Do you have dedicated ignition coils, or a distributor cap? If a cap, I'd replace cap, rotor and wires. Wires need to be decent, but no reason for exotic stuff. Check the wire and it will say something like 7mm or 8mm suppression. Get the same type of wires
I use silicone dielectric grease on the boots........ ya really need to do that. They make one time use packets of silicone grease. I just bought wires that already had in applied to em. Bought em at Oriely's.
 
Do you have dedicated ignition coils, or a distributor cap? .

Well, I know I have wires but not a distributor cap like the old days, OK maybe it is but the dang thing is on center in the back of the motor like under the window deck. PITA place for it to be.

I have replaced wires before in the old days when you had to make your own. I better chek my manual. :confused:
 
Well, I know I have wires but not a distributor cap like the old days, OK maybe it is but the dang thing is on center in the back of the motor like under the window deck. PITA place for it to be.

I have replaced wires before in the old days when you had to make your own.
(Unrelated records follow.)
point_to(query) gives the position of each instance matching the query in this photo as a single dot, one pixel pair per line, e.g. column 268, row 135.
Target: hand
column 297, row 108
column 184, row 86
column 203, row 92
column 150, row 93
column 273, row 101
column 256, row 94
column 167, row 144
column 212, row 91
I better chek my manual. :confused:
videos take too long for me to load, so as they say .......buyer beware.:D


I don't know if this video shows the guy doing it right, or if he's simply doin it his way.
I think that your distributor is about the same as mine............ and like Chevy, the Dodge boys put the dizzy in back. (looks better back there anyway)
If the distributor has as many miles as those old wires you were braggin about, the cap and rotor definitely need replacing. Get a good cap and rotor with brass, NOT aluminum contacts.
If you can find the Blue Streak brand, those are good. OEM makes good ones too. NAPA I think would be a good place to buy one........... just tell em you do NOT want aluminum contacts.

My way of replacing cap and plug wires would be this.

One at a time, pull each wire off a spark plug and put a piece of tape around the wire with the cylinder number on it. Use a fine marker so it don't smear.
After ya do that to all 8 of em, remove the distributor cap, leaving all of the wires attached to it.
Remove the rotor.......... some, like mine have screws, some lift off.

Now, take the new cap and wires, and make the new setup match the old one.

The wire kits have long and short wires, and tho they might not be identical in length to the originals.......... they will be close.

Install the long and short wires onto the new cap by comparing their lengths to those that are on the old cap.
Just make the new cap and old cap wire lengths look the same. (close as possible)
Use some blue tape and number the new plug wires to match what you wrote on the old ones that you took off.

Now, get back up on your step ladder :D and put the new rotor on, then put the Medusa thingy back on, snap the plug wires onto your new plugs and you are good to go.
(after doing this, it might be good to have the ignition timing checked, but it will probably be close)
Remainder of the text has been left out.